À son arrivée à l'aéroport Pearson de Toronto, Nicolas St-Pierre raconte la scène de chaos à laquelle lui et sa famille ont assisté.

Des évènements surtout éprouvants pour ses deux filles.

Pour moi, ce qui était le plus dur, c'était vraiment de voir mes enfants complètement terrifiés. Mon épouse en train de les embrasser fort. Les enfants ne peuvent pas vraiment comprendre ce qui se passe. Ils pleurent, mais ne savent pas pourquoi.

Nicolas St-Pierre

Les Constantineau toujours en Floride

Si les St-Pierre ont pu rentrer au pays, la situation est tout autre pour Denis Constantineau et sa femme.
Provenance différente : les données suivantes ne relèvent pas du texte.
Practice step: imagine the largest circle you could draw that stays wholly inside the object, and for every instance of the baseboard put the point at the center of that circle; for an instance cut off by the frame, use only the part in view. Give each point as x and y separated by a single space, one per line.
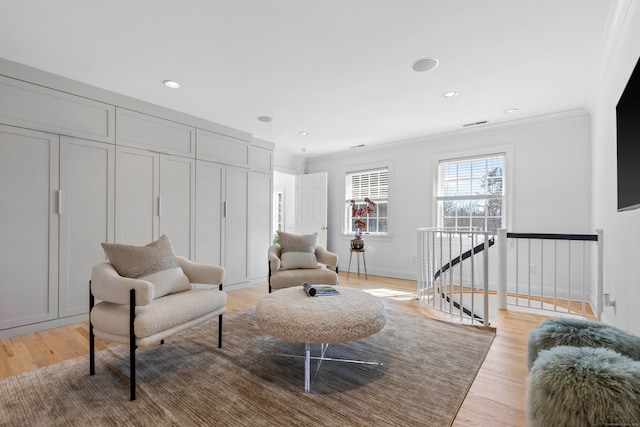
41 326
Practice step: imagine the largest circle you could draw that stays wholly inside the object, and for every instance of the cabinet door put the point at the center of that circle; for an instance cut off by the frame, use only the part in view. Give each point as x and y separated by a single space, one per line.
260 212
236 195
29 173
137 192
86 217
177 202
209 190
Les voyageurs de Sudbury sont coincés en Floride alors qu'ils n'ont pas pu trouver de vol avant dimanche soir.

Ils ont dû louer une chambre d'hôtel à Miramar en banlieue de Fort Lauderdale et ont tenté de récupérer leurs bagages samedi.

« On va chercher une voiture et un Walmart parce qu’on n’a rien et on va contribuer à l’économie locale », dit Denis Constantineau sur un ton léger.

Si l'adrénaline et l'anxiété ont pu retomber depuis la fusillade, il confie qu'il ne peut pas encore regarder les images à la télévision.

Le couple appréhende aussi le retour sur les lieux du drame avant de monter à bord de l'avion qui les ramènera au Canada.

Ça ne va pas être facile de convaincre mon épouse de rentrer dans le terminal. Elle était un peu bouleversée par les évènements. Déjà qu'elle n'aime pas prendre l'avion alors le retour à l'aéroport demain va être un peu difficile.

Denis Constantineau

Tant les St-Pierre que les Constantineau ont salué la réponse rapide des autorités américaines, mais ont critiqué le manque de soutien de la part des compagnies aériennes.

« Il n'y avait personne au comptoir. Ils étaient de l'autre côté du terminal. Et je leur ai dit en fin de soirée que s'ils avaient seulement un employé là pour nous dire " je n'ai pas de réponse pour vous, mais on est là avec vous ", ça aurait fait beaucoup en termes de relations publiques, mais ils ont vraiment abandonné les clients », déplore Denis Constantineau.